Jokowi Bertemu Sekjen PBB Antonio Guterres di Dubai, Ini yang Dibahas



KONTAN.CO.ID -  JAKARTA. Presiden Joko Widodo menegaskan komitmen Indonesia untuk terus mendukung Persatuan Bangsa-Bangsa (PBB) dalam menjalankan fungsi dan perannya menghadapi tantangan global yang semakin berat. 

Dalam pertemuan bilateral dengan Sekretaris Jenderal PBB Antonio Guterres di Ruang Bilateral, Expo City Dubai, Persatuan Emirat Arab (PEA), pada Sabtu, 2 Desember 2023, Jokowi menyatakan bahwa persaingan geopolitik yang semakin meningkat telah menimbulkan kekuatan baru, sementara multilateralisme dan rasa saling percaya mengalami erosi.

"Di sinilah peran krusial PBB untuk mengatasinya dan Indonesia akan terus mendukung fungsi dan peran PBB agar tetap relevan," ujar Jokowi dalam sambutannya saat melakukan pertemuan bilateral dengan Sekretaris Jenderal PBB Antonio Guterres di Ruang Bilateral, Expo City Dubai, Persatuan Emirat Arab (PEA), pada Sabtu (2/12) seperti dikutip dari siaran pers.


Baca Juga: Ini Isi Pertemuan Jokowi Dengan Perdana Menteri Norwegia di COP28 Dubai

Jokowi mengakui peran krusial PBB dalam mengatasi tantangan ini dan menegaskan bahwa Indonesia akan terus mendukung agar PBB tetap relevan.
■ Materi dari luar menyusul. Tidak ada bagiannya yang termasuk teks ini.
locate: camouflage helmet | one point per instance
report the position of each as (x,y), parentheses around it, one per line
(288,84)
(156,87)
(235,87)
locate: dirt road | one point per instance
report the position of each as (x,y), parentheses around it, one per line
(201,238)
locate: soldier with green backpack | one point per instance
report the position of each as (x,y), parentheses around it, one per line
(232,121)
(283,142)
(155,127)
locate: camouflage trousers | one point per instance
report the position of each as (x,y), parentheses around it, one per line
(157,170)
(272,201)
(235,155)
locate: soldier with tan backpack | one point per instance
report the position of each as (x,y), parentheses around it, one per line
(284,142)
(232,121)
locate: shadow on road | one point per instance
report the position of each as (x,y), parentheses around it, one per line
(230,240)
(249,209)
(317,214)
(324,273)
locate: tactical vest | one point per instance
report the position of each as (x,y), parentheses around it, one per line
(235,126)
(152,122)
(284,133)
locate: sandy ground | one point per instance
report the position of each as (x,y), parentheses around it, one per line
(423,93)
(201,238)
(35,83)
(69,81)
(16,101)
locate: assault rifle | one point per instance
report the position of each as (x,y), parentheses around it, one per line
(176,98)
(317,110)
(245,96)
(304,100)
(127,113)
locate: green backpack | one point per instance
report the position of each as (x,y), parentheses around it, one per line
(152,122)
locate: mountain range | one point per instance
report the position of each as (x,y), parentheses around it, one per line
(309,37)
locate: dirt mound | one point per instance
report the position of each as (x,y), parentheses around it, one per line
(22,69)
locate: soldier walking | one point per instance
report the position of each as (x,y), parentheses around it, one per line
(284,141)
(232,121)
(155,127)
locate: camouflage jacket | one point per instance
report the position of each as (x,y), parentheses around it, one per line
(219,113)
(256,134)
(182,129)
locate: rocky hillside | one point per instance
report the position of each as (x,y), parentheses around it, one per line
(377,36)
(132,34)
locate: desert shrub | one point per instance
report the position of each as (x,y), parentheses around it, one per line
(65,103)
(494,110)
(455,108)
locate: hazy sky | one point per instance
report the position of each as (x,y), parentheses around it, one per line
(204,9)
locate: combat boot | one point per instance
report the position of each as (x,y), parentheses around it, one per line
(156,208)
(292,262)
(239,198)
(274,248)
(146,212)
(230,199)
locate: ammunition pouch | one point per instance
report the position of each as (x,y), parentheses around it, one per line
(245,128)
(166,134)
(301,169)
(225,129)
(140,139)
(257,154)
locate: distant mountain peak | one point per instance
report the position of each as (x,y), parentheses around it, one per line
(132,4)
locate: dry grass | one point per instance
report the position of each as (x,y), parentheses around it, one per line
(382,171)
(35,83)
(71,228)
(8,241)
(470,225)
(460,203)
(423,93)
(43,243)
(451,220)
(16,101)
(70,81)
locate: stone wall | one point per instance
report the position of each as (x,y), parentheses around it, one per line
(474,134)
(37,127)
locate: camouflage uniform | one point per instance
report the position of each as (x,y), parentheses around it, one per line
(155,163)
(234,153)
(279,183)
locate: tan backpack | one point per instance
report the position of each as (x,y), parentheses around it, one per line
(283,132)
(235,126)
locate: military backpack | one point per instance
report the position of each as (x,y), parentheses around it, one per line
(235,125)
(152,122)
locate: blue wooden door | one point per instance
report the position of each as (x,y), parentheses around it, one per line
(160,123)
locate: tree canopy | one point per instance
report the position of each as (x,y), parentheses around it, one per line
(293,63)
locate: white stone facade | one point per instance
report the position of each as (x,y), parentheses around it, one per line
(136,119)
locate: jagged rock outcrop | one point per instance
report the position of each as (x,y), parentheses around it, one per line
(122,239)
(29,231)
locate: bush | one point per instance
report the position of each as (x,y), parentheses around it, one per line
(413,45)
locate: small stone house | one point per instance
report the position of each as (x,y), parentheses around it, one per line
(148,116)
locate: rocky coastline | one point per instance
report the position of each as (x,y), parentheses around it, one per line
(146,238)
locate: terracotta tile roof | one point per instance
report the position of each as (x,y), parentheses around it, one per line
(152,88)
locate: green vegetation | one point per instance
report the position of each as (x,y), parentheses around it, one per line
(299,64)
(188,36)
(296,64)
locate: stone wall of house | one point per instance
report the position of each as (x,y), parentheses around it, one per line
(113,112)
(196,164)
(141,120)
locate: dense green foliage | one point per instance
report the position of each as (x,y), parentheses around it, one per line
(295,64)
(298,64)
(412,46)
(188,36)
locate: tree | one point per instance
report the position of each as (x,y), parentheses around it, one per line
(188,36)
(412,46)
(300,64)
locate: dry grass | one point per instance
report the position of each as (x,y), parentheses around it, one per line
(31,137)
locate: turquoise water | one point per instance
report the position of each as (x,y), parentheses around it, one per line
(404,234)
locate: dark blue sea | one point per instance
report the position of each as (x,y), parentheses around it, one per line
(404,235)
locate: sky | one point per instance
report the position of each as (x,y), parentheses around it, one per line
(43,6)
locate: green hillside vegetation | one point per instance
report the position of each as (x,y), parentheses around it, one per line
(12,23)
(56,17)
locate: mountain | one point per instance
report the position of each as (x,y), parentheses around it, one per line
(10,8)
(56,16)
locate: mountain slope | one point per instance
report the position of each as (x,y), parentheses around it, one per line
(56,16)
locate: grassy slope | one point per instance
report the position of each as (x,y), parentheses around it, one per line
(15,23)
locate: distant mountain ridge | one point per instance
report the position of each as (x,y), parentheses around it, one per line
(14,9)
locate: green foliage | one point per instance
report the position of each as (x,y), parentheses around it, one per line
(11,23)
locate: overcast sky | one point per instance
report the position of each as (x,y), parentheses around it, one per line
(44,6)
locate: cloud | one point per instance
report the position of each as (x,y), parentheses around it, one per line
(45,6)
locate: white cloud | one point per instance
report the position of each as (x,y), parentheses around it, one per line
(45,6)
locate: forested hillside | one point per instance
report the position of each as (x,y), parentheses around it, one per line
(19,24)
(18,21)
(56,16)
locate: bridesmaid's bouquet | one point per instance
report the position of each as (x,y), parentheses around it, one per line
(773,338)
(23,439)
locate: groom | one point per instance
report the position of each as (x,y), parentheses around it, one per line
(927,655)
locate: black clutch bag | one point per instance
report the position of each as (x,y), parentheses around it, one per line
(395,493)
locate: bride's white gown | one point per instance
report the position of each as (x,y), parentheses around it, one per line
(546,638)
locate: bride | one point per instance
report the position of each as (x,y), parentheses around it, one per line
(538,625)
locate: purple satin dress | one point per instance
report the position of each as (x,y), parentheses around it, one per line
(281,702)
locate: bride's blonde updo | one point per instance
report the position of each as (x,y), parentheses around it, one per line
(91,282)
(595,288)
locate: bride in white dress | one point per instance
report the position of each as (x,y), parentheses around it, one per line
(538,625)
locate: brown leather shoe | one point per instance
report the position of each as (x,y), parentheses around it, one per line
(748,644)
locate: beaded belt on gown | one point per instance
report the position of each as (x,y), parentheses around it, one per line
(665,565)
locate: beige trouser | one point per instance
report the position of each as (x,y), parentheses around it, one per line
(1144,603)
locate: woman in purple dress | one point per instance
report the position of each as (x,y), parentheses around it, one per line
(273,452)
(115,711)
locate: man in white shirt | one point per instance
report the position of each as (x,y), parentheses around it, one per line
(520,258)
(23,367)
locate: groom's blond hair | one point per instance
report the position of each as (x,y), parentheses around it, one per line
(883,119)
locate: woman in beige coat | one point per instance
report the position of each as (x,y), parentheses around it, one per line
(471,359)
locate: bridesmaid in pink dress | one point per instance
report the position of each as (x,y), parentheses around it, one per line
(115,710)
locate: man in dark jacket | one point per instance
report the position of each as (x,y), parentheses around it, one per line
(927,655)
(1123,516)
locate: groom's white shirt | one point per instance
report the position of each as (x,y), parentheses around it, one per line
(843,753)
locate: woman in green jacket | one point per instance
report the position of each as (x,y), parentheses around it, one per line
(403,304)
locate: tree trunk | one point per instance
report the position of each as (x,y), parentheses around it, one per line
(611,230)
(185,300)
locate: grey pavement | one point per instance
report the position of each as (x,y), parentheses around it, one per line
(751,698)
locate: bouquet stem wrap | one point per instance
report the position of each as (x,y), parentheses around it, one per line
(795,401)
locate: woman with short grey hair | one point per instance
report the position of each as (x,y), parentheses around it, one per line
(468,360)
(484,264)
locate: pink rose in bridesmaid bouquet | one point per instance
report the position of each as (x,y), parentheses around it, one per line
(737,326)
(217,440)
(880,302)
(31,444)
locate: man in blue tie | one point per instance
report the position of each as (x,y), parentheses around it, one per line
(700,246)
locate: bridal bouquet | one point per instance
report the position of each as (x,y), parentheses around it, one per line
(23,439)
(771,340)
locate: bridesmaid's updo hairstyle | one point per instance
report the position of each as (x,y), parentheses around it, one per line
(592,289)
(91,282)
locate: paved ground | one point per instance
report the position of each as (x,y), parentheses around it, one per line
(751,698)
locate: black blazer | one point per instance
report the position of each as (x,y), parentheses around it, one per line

Dalam konteks ini, Presiden Jokowi dan Antonio Guterres juga membahas langkah-langkah konkret yang telah diambil oleh pemerintah Indonesia untuk mengatasi perubahan iklim.

Jokowi memberikan gambaran tentang sejumlah langkah kuat yang telah diimplementasikan oleh pemerintah Indonesia dalam menanggapi perubahan iklim. Meskipun ia menghargai inisiatif Joint European Torus Program (JETP), ia menyoroti pentingnya kolaborasi semua pihak dalam menggerakkan aksi iklim global. Menurutnya, komposisi hibah harus lebih konstruktif, dan Indonesia mendukung agenda akselerasi dalam pendanaan iklim, dengan negara maju memberikan bantuan kepada negara berkembang.

Jokowi juga menekankan pentingnya dukungan untuk operasionalisasi pendanaan loss and damage serta kolaborasi pendanaan energi baru terbarukan bagi negara berkembang, dengan harapan agar pertemuan COP28 dapat mencapai kesepakatan yang signifikan dalam hal ini.

Baca Juga: Jokowi Tanya Arti Sprindik Saat Panggil Eks Ketua KPK Agus R, Sprindik Itu Apa?

Sementara itu, dalam konteks situasi di Gaza, Jokowi mengecam keras kekejaman Israel, khususnya serangan terhadap fasilitas sipil. Indonesia mendukung perlunya dilakukan investigasi melalui mekanisme internasional terkait pelanggaran yang dilakukan oleh Israel di Gaza. Presiden menyambut truce saat ini, namun menegaskan bahwa kekerasan harus dihentikan secara permanen sesuai dengan Resolusi 2712 Dewan Keamanan PBB.

Presiden menekankan bahwa bantuan kemanusiaan harus segera masuk ke Gaza tanpa hambatan, dan bersama dengan beberapa Menteri Luar Negeri Organisasi Kerjasama Islam (OKI), Menteri Luar Negeri Indonesia melakukan diplomasi intensif untuk mendukung Gaza. 

Turut mendampingi Presiden dalam pertemuan ini adalah Menteri Sekretaris Negara Pratikno, Menteri Lingkungan Hidup dan Kehutanan Siti Nurbaya Bakar, dan Wakil Menteri Luar Negeri Pahala Mansury.